Was Lord Mungram Lady Diara zu berichten hatte, war im Prinzip das, was sie selbst schon in Erfahrung gebracht und erlebt hatte. Er sagte ihr auch, daß er ihr noch viel mehr sagen könnte, dies aber nicht durfte, da die Götter ihm verboten hatten, mehr zu sagen, als das, was bis zu diesem heutigen Tage geschah. Es war egal, wie sehr Lady Diara diesen alten Mann bedrängte, aber sie bekam nichts aus ihm heraus, was ihr noch auf ihrer Reise geschehen würde. Allerdings sagte er ihr, daß sie ihr Ziel unbeschadet erreichen würden. Letztendlich war es nicht so wichtig gewesen, so schnell als möglich Haus Gidnurg und somit Lord Mungram aufzusuchen, da hätte Lady Diara auch noch einen Tag bei ihren Zieheltern verbringen können, daß wäre sinnvoller gewesen. Aber sie änderte ihre Meinung schnell, als Sir Oontz von den Zwischenfällen berichtete, die sich bisher ereignet hatten und Lord Mungram sah sehr besorgt aus.
„Das sind keine guten Neuigkeiten, die ihr mir da berichtet, Sir Oontz.“ war Lord Mungrams Meinung und Lady Diara wollte wissen warum.
„Nun, daß bedeutet, daß es bereits begonnen hat. Das dunkel beginnt seine Fühler aus zu strecken, zwar noch sehr zaghaft, aber sie werden stärker und auch brutaler werden, daß kann ich euch versprechen und es bedeutet auch, daß eure Kraft, Lady Diara, jetzt schon in euch am wirken ist und diese euch und euere Begleiter, automatisch schützt, wenn ihr in Gefahr seid. Ich weiß, was ihr jetzt denkt, Sir Oontz. Warum sollten denn so viele mit auf die Reise gehen, wenn diese Kraft Lady Diara schützt, aber das hat schon seine Richtigkeit.

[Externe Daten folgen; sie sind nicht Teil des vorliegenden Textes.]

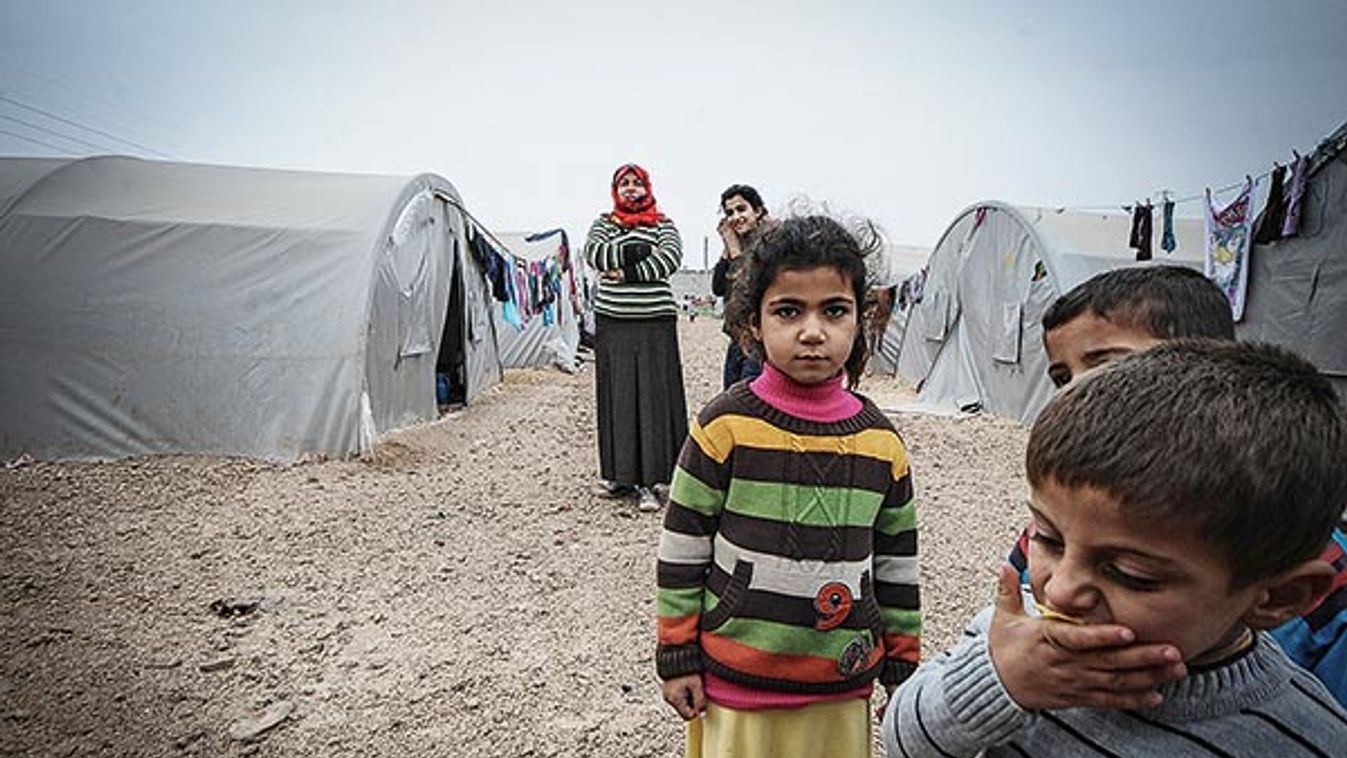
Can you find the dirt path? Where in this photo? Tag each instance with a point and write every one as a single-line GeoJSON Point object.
{"type": "Point", "coordinates": [460, 594]}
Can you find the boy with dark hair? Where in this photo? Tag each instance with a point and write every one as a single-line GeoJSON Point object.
{"type": "Point", "coordinates": [1180, 501]}
{"type": "Point", "coordinates": [1128, 310]}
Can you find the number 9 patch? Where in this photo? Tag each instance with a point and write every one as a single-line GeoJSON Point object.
{"type": "Point", "coordinates": [834, 603]}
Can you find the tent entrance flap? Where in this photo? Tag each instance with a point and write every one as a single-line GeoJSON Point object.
{"type": "Point", "coordinates": [451, 360]}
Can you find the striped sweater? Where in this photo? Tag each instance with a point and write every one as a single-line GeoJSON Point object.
{"type": "Point", "coordinates": [788, 555]}
{"type": "Point", "coordinates": [647, 256]}
{"type": "Point", "coordinates": [1256, 704]}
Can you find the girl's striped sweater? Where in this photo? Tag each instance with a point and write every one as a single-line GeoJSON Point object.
{"type": "Point", "coordinates": [788, 556]}
{"type": "Point", "coordinates": [647, 256]}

Diese Kraft, die in Lady Diara wohnt, wirkt sich nur direkt auf die schwarze Magie aus, also nur dort, wo schwarze Magie anzutreffen ist, wird Lady Diaras Macht einschreiten. Wenn jetzt aber die Wölfe echt gewesen wären, also nicht von schwarzer Magie beseelt, dann hätte Lady Diaras Kraft, nichts ausrichten können. Also seht ihr, daß Lady Diara sehr wohl Geleitschutz benötigt. Sir Oontz, würdet ihr mir den Gefallen tun und mir die Jäger einmal herschicken? Ich muß noch mit ihnen reden.“ bat Lord Mungram zu Abschluß und Sir Oontz, der damit entlassen war, nickte und verließ das Gemach des alten Lord.
„Diara, mein Kind, ich sehe dir an, daß dich eine Frage quält, stell sie bitte, vielleicht kann ich sie beantworten.“
Lady Diara schaute den alten Mann an und lächelte.

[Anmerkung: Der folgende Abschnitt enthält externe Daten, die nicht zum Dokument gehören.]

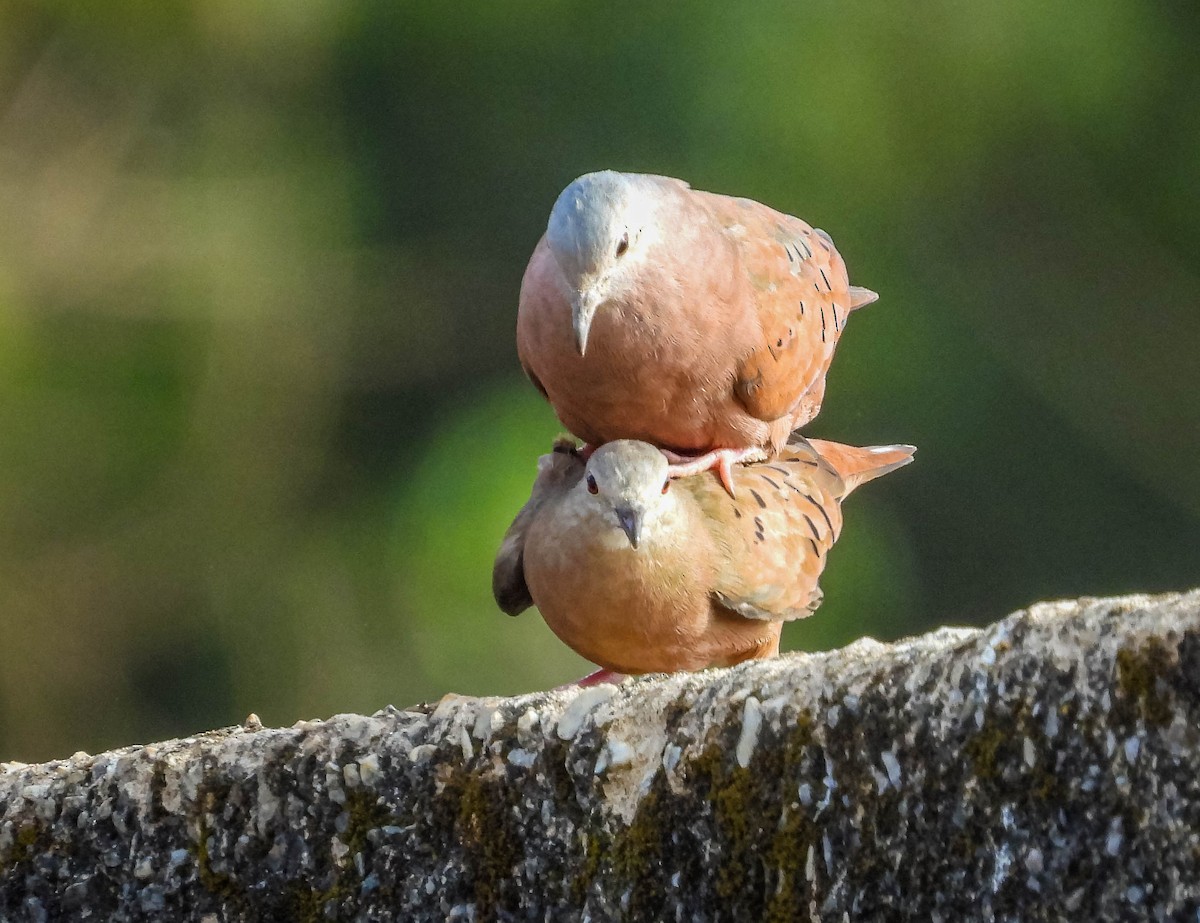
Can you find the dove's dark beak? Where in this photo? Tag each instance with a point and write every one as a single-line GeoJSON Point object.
{"type": "Point", "coordinates": [631, 522]}
{"type": "Point", "coordinates": [583, 309]}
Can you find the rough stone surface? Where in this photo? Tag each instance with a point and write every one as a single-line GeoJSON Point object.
{"type": "Point", "coordinates": [1044, 768]}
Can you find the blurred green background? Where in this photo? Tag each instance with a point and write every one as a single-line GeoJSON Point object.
{"type": "Point", "coordinates": [262, 423]}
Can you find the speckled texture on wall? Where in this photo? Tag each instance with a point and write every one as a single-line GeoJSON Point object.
{"type": "Point", "coordinates": [1044, 768]}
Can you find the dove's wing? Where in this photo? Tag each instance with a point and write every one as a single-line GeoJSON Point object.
{"type": "Point", "coordinates": [557, 473]}
{"type": "Point", "coordinates": [802, 298]}
{"type": "Point", "coordinates": [787, 515]}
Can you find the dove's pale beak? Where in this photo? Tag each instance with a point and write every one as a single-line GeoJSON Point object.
{"type": "Point", "coordinates": [583, 309]}
{"type": "Point", "coordinates": [631, 522]}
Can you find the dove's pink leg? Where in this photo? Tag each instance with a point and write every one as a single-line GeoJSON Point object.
{"type": "Point", "coordinates": [719, 460]}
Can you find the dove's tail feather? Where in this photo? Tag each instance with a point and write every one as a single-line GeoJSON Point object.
{"type": "Point", "coordinates": [857, 466]}
{"type": "Point", "coordinates": [862, 297]}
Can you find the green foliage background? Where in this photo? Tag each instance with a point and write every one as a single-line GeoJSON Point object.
{"type": "Point", "coordinates": [261, 418]}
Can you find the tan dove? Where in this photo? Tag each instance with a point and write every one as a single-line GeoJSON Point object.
{"type": "Point", "coordinates": [639, 573]}
{"type": "Point", "coordinates": [701, 323]}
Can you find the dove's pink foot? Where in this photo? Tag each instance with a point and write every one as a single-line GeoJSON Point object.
{"type": "Point", "coordinates": [599, 676]}
{"type": "Point", "coordinates": [719, 460]}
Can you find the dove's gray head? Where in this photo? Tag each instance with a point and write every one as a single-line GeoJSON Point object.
{"type": "Point", "coordinates": [628, 485]}
{"type": "Point", "coordinates": [597, 233]}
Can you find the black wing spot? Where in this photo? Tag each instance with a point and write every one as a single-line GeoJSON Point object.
{"type": "Point", "coordinates": [803, 493]}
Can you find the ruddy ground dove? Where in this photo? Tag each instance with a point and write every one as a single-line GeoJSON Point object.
{"type": "Point", "coordinates": [703, 324]}
{"type": "Point", "coordinates": [639, 573]}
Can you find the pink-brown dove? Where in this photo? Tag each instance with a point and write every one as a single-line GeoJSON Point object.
{"type": "Point", "coordinates": [703, 324]}
{"type": "Point", "coordinates": [639, 573]}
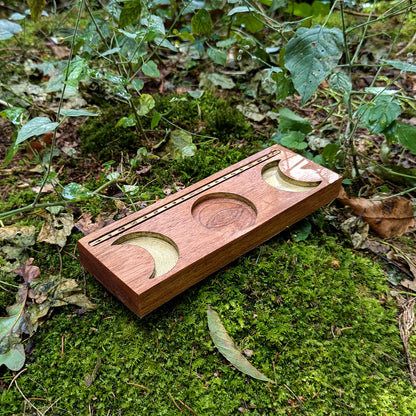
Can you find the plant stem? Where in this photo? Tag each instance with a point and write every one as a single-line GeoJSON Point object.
{"type": "Point", "coordinates": [71, 54]}
{"type": "Point", "coordinates": [349, 138]}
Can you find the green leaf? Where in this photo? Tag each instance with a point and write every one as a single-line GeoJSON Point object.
{"type": "Point", "coordinates": [150, 69]}
{"type": "Point", "coordinates": [180, 144]}
{"type": "Point", "coordinates": [75, 191]}
{"type": "Point", "coordinates": [36, 8]}
{"type": "Point", "coordinates": [10, 154]}
{"type": "Point", "coordinates": [196, 94]}
{"type": "Point", "coordinates": [146, 103]}
{"type": "Point", "coordinates": [137, 84]}
{"type": "Point", "coordinates": [8, 29]}
{"type": "Point", "coordinates": [341, 83]}
{"type": "Point", "coordinates": [284, 86]}
{"type": "Point", "coordinates": [116, 79]}
{"type": "Point", "coordinates": [227, 348]}
{"type": "Point", "coordinates": [129, 121]}
{"type": "Point", "coordinates": [378, 114]}
{"type": "Point", "coordinates": [155, 120]}
{"type": "Point", "coordinates": [35, 127]}
{"type": "Point", "coordinates": [288, 121]}
{"type": "Point", "coordinates": [330, 152]}
{"type": "Point", "coordinates": [78, 113]}
{"type": "Point", "coordinates": [13, 115]}
{"type": "Point", "coordinates": [130, 13]}
{"type": "Point", "coordinates": [403, 66]}
{"type": "Point", "coordinates": [403, 133]}
{"type": "Point", "coordinates": [294, 140]}
{"type": "Point", "coordinates": [218, 56]}
{"type": "Point", "coordinates": [310, 56]}
{"type": "Point", "coordinates": [76, 71]}
{"type": "Point", "coordinates": [202, 23]}
{"type": "Point", "coordinates": [250, 21]}
{"type": "Point", "coordinates": [241, 9]}
{"type": "Point", "coordinates": [14, 358]}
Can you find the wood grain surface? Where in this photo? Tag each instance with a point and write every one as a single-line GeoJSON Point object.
{"type": "Point", "coordinates": [153, 255]}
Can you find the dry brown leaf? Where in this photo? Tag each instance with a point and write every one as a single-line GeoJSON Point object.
{"type": "Point", "coordinates": [28, 272]}
{"type": "Point", "coordinates": [56, 229]}
{"type": "Point", "coordinates": [86, 226]}
{"type": "Point", "coordinates": [388, 218]}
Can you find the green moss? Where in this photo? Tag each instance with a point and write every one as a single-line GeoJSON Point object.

„Siehst du es mir an, alter Mann, oder ließt du es in meinem Kopf?“ wollte Lady Diara wissen, aber Lord Mungram lächelte nur. Lady Diara war sich mit einemmal klar darüber, daß dieser alte Mann mehr war, als nur der Lord von Nemerb und sehr viel mehr verbarg, als er zeigte, oder sagte.
„Ja, du hast recht. Wie ich deinem Brief entnommen habe, bist du ein Seher. Du kannst in die Zukunft blicken und das sehen, was immer du willst. Dein Brief war zwanzig Sommer alt, aber du hast gewußt, was alles in der heutigen Zeit geschieht und ich frage mich, ob du auch gesehen hast, daß mein Mann, Lord Sky´s, ein Unglück geschieht und ob du es nicht verhindern hättest können.“
Lord Mungram sah sie eine weile an, aber dann schüttelte er den Kopf.

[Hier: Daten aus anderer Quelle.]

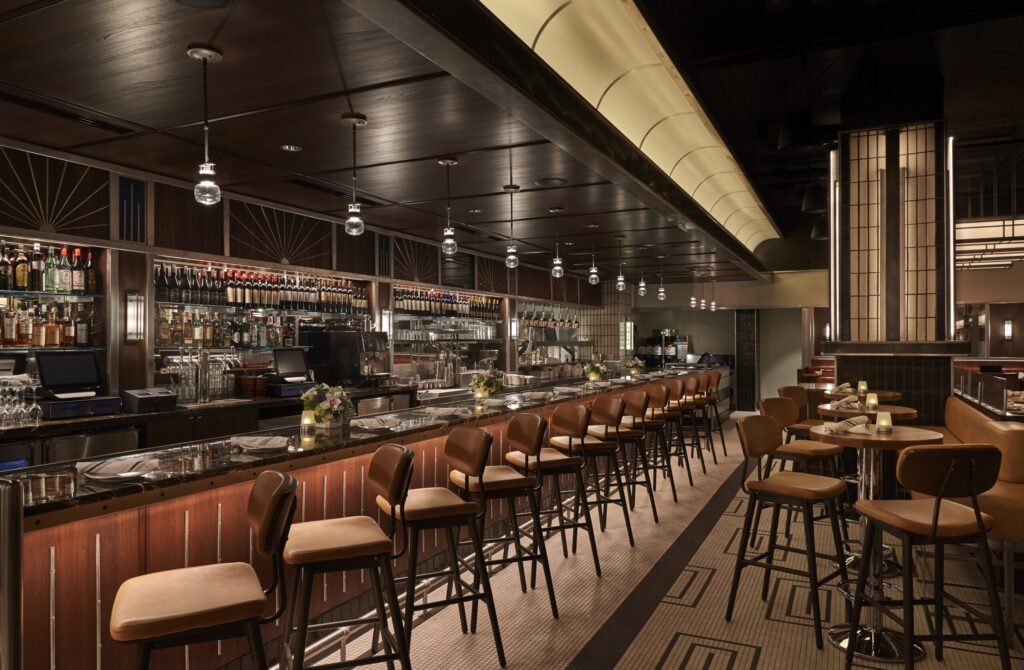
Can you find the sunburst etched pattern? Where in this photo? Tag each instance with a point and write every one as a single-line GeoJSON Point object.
{"type": "Point", "coordinates": [415, 261]}
{"type": "Point", "coordinates": [267, 234]}
{"type": "Point", "coordinates": [53, 196]}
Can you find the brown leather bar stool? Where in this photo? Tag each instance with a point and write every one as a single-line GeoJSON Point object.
{"type": "Point", "coordinates": [658, 420]}
{"type": "Point", "coordinates": [505, 483]}
{"type": "Point", "coordinates": [632, 443]}
{"type": "Point", "coordinates": [529, 456]}
{"type": "Point", "coordinates": [945, 472]}
{"type": "Point", "coordinates": [715, 378]}
{"type": "Point", "coordinates": [334, 545]}
{"type": "Point", "coordinates": [606, 412]}
{"type": "Point", "coordinates": [759, 436]}
{"type": "Point", "coordinates": [188, 605]}
{"type": "Point", "coordinates": [678, 411]}
{"type": "Point", "coordinates": [437, 507]}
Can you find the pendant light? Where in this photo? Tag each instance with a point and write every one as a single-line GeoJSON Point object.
{"type": "Point", "coordinates": [207, 192]}
{"type": "Point", "coordinates": [449, 247]}
{"type": "Point", "coordinates": [511, 259]}
{"type": "Point", "coordinates": [353, 224]}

„Es ist zwar richtig daß ich ein Seher bin. Aber ich habe nur das gesehen, was mit dir geschieht, leider habe ich nicht auf deinen Mann geachtet, sonst hätte ich ihn gewarnt, daß kann ich dir versichern.“ erwiderte Lord Mungram auf Lady Diaras indirekte Frage und sank plötzlich auf seine Kissen zurück.
Lord Mungram war erschöpft. Es war sicherlich nicht einfach seine Kräfte zu mobilisieren, um die Fragen einer jungen Frau zu beantworten und Lady Diara hielt es für angebracht, diesem alten Mann seine Ruhe zu gönnen.
„Mein lieber Mungram. Ich bin etwas müde und werde mich jetzt zurück ziehen und ihr braucht auch eure Ruhe.“ begann Lady Diara, wurde aber von dem alten Lord unterbrochen.
„Unsinn, ich brauche keine Ruhe. Ich strotze vor Energie und Kraft. Ruhe habe ich nach meinem Tod genug.“
„Ja, natürlich.“ erwiderte Lady Diara und lächelte den alten Mann an. „Aber nichtsdestotrotz, bin ich müde und werde mich jetzt zurück ziehen. Wenn ihr nichts dagegen habt, dann Unterhalten wir uns morgen früh weiter.“ meinte Lady Diara und Lord Mungram nickte ihr zu.
„Gut. Ich wünsche dir eine angenehme Nachtruhe, alter Mann, Schlaf gut.“ und dann gab Lady Diara diesem alten Mann, den sie tief in ihr Herz eingeschlossen hatte und den sie wie ihren eigenen Großvater betrachtete, einen Kuß auf die Stirn.
„Gute Nacht Diara. Elanruf wird dir dein Gemach zeigen.“ und damit verschwand Lady Diara aus dem Gemach des alten Lord Mungram.
Während Lady Diara sich in das Gemach zurück zog, welches ihr zugedacht worden war, brachte Sir Oontz, die vier Jäger zu ihrem Lord.
Lord Mungram entließ Sir Oontz aber sofort wieder, der sich bedankte und sich ebenfalls in das Gemach zurück zog, in dem Ixa schon auf ihn wartete.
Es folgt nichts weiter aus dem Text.